Entendimento da Corte não impede que o fisco responsabilize terceiros pela dívida de uma empresa, mas pode elevar o interesse de autoridades numa forma melhor para cobrar dívidas.
O Superior Tribunal de Justiça (STJ) declarou inconstitucional um decreto que permitia a responsabilização solidária dos sócios de empresa ou associação em caso de inadimplemento da pessoa jurídica nos impostos federais.
Segundo o especialista em direito tributário do Schneider, Pugliese, Advogados, Flávio Carvalho, a decisão aumentou a segurança jurídica. “Em um País como o nosso, em que é tão difícil empreender, [a decisão] dá segurança para o empresário de que ele não ficará com a corda no pescoço quando a empresa não pagar imposto”, afirma.
O Decreto-lei 1.736/1979 determina que acionistas controladores, diretores, gerentes ou representantes de pessoas jurídicas de direito privado são solidariamente responsáveis em caso de falta de recolhimento do Imposto sobre Produtos Industrializados (IPI) e no Imposto de Renda descontado na fonte.
Os membros da Corte Especial no STJ, por unanimidade, seguiram o voto do relator, ministro Og Fernandes na questão, relacionada à execução fiscal de uma cooperativa do setor de saúde. De acordo com o magistrado, tanto a Constituição de 1967/1969 quanto a atual, promulgada em 1988, exigem Lei Complementar para alterar normas gerais em matéria tributária. Dessa forma, o decreto expedido na época da ditadura militar – e usado como justificativa pela Receita para fazer a cobrança – foi considerado inconstitucional.
Para o advogado tributarista do Nelson Wilians e Advogados Associados, Adam Henrique Pinheiro da Silva, apesar dos ministros terem analisado o tema pela questão formal constitucional, o decreto já era polêmico desde o início por permitir a responsabilização sem qualquer comprovação de dolo por parte do sócio ou do acionista. “Essa previsão também não está de acordo com os artigos 134 e 135 do Código Tributário Nacional, que afastam a possibilidade da inadimplência gerar, por si só, a responsabilidade solidária”.
“Segundo o decreto de 1979, a mera participação na sociedade já permitiria que os sócios fossem responsabilizados por uma dívida tributária”, ressalta Flávio Carvalho.
Na opinião do advogado do Schneider, Pugliese, é importante que se aponte quem causou o inadimplemento, com uma investigação individualizada. “Em caso de fraude, faz sentido responsabilizar todo mundo, mas obrigar uma pessoa física a pagar por um tributo devido pela empresa sem ter qualquer comprovação de culpa dessa pessoa é algo no mínimo controverso”.
Via mais fácil
Adam Henrique Pinheiro da Silva acredita que a decisão do STJ fará com que a Receita Federal fique mais receosa antes de cobrar dívidas tributárias de sócios das empresas quando não conseguir receber o pagamento da empresa. “As fazendas públicas não analisam qual foi o sócio que atuou com dolo ou acabou fazendo alguma infração.

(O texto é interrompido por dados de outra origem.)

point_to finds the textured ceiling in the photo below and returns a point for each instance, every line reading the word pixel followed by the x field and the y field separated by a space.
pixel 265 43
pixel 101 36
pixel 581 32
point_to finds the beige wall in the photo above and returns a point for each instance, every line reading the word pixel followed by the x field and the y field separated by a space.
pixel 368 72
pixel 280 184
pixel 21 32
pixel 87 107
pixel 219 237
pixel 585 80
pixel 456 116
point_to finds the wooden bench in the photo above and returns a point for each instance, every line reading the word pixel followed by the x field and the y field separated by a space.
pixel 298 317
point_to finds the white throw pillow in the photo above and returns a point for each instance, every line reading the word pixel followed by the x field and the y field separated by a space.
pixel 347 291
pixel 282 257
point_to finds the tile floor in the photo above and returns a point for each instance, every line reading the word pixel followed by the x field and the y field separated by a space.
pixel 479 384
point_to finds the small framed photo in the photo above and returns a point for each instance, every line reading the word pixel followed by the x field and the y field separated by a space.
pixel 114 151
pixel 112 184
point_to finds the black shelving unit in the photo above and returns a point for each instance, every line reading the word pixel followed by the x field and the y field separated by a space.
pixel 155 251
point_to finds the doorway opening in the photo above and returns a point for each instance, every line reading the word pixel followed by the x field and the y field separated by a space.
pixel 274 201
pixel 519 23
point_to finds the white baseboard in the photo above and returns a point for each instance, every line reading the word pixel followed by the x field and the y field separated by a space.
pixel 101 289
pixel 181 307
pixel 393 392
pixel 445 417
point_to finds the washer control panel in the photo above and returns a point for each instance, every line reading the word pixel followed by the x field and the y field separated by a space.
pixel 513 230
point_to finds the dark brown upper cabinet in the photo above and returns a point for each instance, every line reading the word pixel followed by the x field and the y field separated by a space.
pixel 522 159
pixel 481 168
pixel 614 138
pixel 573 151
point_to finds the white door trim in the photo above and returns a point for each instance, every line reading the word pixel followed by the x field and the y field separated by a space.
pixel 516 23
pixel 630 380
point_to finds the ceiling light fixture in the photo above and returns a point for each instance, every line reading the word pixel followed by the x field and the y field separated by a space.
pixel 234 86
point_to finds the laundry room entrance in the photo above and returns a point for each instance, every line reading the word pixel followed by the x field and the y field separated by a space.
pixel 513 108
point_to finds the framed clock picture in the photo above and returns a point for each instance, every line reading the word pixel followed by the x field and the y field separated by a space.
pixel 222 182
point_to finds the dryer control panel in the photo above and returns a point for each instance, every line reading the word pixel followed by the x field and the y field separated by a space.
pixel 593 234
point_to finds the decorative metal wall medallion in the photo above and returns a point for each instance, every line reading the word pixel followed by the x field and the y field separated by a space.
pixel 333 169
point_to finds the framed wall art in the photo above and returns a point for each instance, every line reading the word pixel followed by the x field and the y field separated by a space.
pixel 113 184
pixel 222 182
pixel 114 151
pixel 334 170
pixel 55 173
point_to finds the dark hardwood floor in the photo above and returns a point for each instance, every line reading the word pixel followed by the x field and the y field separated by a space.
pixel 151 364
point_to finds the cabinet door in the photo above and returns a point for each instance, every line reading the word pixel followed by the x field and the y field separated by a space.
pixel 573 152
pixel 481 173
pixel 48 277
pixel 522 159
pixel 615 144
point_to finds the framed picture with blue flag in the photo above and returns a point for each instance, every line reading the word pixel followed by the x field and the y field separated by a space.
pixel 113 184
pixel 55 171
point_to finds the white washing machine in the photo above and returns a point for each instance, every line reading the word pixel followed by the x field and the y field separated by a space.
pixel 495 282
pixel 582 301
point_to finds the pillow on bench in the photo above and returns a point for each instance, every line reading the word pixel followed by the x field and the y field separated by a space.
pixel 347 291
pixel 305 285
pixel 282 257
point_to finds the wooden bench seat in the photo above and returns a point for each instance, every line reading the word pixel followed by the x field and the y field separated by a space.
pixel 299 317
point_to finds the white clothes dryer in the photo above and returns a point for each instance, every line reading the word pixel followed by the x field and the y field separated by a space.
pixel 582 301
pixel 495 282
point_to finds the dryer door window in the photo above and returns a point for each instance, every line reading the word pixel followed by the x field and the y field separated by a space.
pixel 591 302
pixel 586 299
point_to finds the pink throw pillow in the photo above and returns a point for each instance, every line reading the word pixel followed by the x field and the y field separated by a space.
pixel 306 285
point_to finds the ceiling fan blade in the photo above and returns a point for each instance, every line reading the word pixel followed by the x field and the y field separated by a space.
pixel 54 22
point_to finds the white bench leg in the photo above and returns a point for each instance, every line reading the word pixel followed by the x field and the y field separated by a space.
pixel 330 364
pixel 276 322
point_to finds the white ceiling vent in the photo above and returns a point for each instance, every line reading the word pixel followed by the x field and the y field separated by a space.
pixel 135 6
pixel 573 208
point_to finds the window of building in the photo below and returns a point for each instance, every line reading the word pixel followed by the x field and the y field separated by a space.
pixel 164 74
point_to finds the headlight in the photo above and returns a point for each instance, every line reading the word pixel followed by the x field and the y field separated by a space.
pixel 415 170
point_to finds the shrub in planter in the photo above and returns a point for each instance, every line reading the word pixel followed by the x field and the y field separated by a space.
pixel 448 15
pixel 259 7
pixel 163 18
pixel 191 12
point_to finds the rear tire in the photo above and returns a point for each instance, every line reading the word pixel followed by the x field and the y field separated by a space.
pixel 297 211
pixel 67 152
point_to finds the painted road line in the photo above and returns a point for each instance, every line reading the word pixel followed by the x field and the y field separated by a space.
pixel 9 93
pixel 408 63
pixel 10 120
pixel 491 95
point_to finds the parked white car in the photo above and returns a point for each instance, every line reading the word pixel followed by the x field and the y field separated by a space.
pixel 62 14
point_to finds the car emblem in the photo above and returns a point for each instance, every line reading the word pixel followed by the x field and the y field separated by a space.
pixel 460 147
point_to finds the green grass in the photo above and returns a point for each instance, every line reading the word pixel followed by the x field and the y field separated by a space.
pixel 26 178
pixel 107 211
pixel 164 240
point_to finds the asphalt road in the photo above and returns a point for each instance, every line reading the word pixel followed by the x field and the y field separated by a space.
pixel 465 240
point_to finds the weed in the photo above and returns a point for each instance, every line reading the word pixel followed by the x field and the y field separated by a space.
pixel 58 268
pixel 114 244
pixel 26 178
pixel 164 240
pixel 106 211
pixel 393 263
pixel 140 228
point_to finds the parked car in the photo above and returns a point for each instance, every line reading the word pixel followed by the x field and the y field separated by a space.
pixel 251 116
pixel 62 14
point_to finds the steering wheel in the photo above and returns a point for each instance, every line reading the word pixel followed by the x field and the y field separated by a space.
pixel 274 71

Todos os sócios são inseridos indiscriminadamente e às vezes sem sequer ter direito a defesa em âmbito administrativo”, explica o advogado do Nelson Wilians.
Já Flávio Carvalho lembra que o entendimento da Corte não impede que o fisco responsabilize terceiros pela dívida de uma pessoa jurídica, já que existem outras ferramentas para isso. “A Receita usava a ferramenta mais fácil que tinha à mão, que era responsabilizar sócio e administrador sem provar o envolvimento de cada um”, comenta. “Porém, existem outros mecanismos na execução fiscal que permitem essa busca por responsáveis.”
De acordo com ele, a Procuradoria da Fazenda Nacional regularmente faz esse tipo de execução fiscal, colocando os sócios no polo passivo, de modo que a decisão será muito positiva para os empresários.
Além disso, Carvalho defende que o juízo traz maior harmonia à jurisprudência, visto que tanto o STJ quanto o Supremo Tribunal Federal (STF) já tinham decidido em outros casos que o inadimplemento não pode gerar responsabilidade solidária do sócio-gerente sem que seja apontada qualquer fraude. A Súmula 430, do próprio STJ, versa sobre isso.